The outer function is \(y = f\left( u \right) = \sqrt u .\) The inner function is \(u = g\left( x \right) = {x^2} + 3.\)
Then the derivative of the composite function \(y = f\left( {g\left( x \right)} \right) = \sqrt {{x^2} + 3} \) is written as
\[y^\prime = \left( {\sqrt {{x^2} + 3} } \right)^\prime = \frac{1}{{2\sqrt {{x^2} + 3} }} \cdot \left( {{x^2} + 3} \right)^\prime = \frac{1}{{2\sqrt {{x^2} + 3} }} \cdot 2x = \frac{x}{{\sqrt {{x^2} + 3} }}.\]
Example 13.
\[y = {\left( {1 + 3x} \right)^2}\]
Solution.
The outer function is the quadratic function \(y = {u^2},\) the inner function is the linear function \(u = 1 + 3x.\) By the chain rule,
\[y^\prime = \left[ {{{\left( {1 + 3x} \right)}^2}} \right]^\prime = 2\left( {1 + 3x} \right) \cdot \left( {1 + 3x} \right)^\prime = \left( {2 + 6x} \right) \cdot 3 = 6 + 18x.\]
Example 14.
\[y = \sqrt {{x^2} + 2x + 3} \]
Solution.
Using the formula for the derivative of the square root and the chain rule rule, we obtain:
\[y'\left( x \right) = \left( {\sqrt {{x^2} + 2x + 3} } \right)^\prime = \frac{1}{{2\sqrt {{x^2} + 2x + 3} }} \cdot {\left( {{x^2} + 2x + 3} \right)^\prime } = \frac{{2x + 2}}{{2\sqrt {{x^2} + 2x + 3} }} = \frac{{2\left( {x + 1} \right)}}{{2\sqrt {{x^2} + 2x + 3} }} = \frac{{x + 1}}{{\sqrt {{x^2} + 2x + 3} }}.\]
Example 15.
\[y = {\tan ^2}\frac{x}{2}\]
Solution.
Applying the chain rule twice we have
\[y'\left( x \right) = \left( {{{\tan }^2}\frac{x}{2}} \right)^\prime = 2\tan \frac{x}{2} \cdot {\left( {\tan \frac{x}{2}} \right)^\prime } = 2\tan \frac{x}{2} \cdot \frac{1}{{{{\cos }^2}\frac{x}{2}}} \cdot \frac{1}{2} = \tan \frac{x}{2}{\sec ^2}\frac{x}{2}.\]
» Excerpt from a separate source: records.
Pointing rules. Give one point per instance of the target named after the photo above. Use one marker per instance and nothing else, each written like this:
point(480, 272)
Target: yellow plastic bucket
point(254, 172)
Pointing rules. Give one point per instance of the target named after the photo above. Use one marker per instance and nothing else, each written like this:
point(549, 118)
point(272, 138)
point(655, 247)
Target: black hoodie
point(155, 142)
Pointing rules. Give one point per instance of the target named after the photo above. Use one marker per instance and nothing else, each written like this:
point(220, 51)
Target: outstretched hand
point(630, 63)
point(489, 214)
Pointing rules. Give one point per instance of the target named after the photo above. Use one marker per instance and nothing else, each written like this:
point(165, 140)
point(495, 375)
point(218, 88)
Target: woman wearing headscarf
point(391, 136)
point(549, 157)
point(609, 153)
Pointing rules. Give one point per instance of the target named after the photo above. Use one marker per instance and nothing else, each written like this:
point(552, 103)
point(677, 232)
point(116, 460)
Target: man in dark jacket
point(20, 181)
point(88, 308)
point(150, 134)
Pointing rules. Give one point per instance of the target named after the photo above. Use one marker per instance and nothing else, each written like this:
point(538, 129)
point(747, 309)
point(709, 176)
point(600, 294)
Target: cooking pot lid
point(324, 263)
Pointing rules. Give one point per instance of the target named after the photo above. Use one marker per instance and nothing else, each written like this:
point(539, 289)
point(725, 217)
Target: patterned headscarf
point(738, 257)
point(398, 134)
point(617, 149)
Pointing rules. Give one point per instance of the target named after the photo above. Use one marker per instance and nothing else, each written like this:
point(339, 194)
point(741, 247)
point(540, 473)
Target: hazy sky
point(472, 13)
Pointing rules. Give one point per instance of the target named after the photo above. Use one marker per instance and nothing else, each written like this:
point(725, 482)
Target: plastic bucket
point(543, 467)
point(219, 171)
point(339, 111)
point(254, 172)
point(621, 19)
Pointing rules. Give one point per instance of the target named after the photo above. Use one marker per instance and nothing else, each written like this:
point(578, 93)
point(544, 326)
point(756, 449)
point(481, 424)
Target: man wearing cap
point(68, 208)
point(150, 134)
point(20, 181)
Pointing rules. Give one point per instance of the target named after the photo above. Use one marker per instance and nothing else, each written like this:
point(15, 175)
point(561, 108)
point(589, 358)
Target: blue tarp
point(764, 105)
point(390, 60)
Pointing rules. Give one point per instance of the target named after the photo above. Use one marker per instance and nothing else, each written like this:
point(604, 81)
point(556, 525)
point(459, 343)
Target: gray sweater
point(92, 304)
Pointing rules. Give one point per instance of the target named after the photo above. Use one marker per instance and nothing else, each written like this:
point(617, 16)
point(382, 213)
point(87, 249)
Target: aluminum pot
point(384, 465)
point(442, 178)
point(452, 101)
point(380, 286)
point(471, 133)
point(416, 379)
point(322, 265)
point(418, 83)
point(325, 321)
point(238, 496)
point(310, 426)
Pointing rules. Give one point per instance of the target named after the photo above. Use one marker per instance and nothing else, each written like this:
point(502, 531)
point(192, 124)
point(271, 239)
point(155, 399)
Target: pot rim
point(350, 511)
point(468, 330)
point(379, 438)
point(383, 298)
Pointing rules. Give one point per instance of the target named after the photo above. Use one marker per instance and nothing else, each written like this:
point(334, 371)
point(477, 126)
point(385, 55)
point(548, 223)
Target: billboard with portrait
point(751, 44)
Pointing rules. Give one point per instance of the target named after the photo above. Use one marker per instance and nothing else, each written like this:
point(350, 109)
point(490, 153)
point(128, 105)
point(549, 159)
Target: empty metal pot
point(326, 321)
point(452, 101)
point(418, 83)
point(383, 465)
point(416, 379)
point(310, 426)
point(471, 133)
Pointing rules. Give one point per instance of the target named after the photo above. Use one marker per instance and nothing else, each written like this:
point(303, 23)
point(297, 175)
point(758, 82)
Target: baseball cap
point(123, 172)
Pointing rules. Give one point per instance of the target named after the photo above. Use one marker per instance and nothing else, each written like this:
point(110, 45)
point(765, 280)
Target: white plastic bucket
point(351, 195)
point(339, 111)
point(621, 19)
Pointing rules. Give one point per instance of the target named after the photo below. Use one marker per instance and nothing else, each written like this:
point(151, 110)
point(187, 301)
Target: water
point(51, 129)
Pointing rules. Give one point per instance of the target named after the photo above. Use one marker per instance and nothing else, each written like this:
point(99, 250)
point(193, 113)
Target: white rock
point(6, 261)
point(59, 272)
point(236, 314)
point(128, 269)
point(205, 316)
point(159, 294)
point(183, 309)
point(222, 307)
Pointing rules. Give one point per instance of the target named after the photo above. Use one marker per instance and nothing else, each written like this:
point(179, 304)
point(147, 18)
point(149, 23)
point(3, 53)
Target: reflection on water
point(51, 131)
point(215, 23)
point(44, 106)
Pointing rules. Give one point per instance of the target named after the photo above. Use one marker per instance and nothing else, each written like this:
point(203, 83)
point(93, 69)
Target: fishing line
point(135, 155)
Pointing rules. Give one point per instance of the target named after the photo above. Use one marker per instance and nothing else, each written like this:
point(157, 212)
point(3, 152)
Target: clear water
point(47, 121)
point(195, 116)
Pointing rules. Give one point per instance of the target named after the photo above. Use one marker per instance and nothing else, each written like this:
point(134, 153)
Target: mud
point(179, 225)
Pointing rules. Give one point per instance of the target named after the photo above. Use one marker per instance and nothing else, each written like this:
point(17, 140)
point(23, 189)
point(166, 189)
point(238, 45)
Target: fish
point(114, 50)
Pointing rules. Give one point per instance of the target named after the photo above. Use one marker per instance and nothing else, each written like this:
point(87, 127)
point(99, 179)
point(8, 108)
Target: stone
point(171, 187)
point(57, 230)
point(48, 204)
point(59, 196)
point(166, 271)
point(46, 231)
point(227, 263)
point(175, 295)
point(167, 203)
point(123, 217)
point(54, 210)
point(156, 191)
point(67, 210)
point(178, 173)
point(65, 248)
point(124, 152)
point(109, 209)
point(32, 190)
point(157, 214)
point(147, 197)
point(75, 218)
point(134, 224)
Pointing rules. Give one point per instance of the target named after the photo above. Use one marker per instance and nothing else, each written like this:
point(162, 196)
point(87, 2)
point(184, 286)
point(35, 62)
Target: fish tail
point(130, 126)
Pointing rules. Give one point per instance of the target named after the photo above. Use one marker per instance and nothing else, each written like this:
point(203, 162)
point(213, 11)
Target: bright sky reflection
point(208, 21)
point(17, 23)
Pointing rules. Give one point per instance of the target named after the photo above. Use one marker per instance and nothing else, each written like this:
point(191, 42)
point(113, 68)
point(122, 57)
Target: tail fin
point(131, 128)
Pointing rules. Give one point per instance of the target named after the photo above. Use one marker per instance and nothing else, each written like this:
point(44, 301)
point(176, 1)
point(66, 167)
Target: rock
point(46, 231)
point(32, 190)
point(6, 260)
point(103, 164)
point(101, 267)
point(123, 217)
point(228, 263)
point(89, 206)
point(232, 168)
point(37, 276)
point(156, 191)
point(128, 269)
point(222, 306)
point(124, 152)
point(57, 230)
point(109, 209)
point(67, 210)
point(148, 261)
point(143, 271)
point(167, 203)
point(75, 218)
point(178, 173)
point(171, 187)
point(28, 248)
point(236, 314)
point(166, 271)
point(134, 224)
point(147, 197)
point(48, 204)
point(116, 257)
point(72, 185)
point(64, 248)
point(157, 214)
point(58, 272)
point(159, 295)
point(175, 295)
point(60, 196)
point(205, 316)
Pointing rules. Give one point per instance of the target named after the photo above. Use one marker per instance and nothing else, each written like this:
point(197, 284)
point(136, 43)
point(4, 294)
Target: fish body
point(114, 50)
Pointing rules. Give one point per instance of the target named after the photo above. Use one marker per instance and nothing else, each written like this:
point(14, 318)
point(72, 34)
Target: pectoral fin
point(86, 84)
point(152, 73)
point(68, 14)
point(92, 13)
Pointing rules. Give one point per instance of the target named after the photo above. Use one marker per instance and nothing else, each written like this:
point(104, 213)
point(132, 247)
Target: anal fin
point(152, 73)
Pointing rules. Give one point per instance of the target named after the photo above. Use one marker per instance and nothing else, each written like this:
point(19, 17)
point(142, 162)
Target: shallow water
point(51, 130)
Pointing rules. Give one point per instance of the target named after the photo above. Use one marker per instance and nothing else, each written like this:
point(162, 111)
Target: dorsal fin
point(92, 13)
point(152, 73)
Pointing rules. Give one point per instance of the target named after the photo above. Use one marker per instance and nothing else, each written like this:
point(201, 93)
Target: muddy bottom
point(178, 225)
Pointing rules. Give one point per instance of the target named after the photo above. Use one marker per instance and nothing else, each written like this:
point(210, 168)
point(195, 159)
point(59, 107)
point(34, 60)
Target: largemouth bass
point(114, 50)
The original function and its derivative are defined for
\[\frac{x}{2} \ne \frac{\pi }{2} + \pi n\;\;\;\text{or}\;\;x \ne \pi + 2\pi n, \;n \in \mathbb{Z}.\]
Example 16.
\[y = \ln \ln x\]
Solution.
\[y'\left( x \right) = \left( {\ln \ln x} \right)^\prime = \frac{1}{{\ln x}} \cdot {\left( {\ln x} \right)^\prime } = \frac{1}{{\ln x}} \cdot \frac{1}{x} = \frac{1}{{x\ln x}}.\]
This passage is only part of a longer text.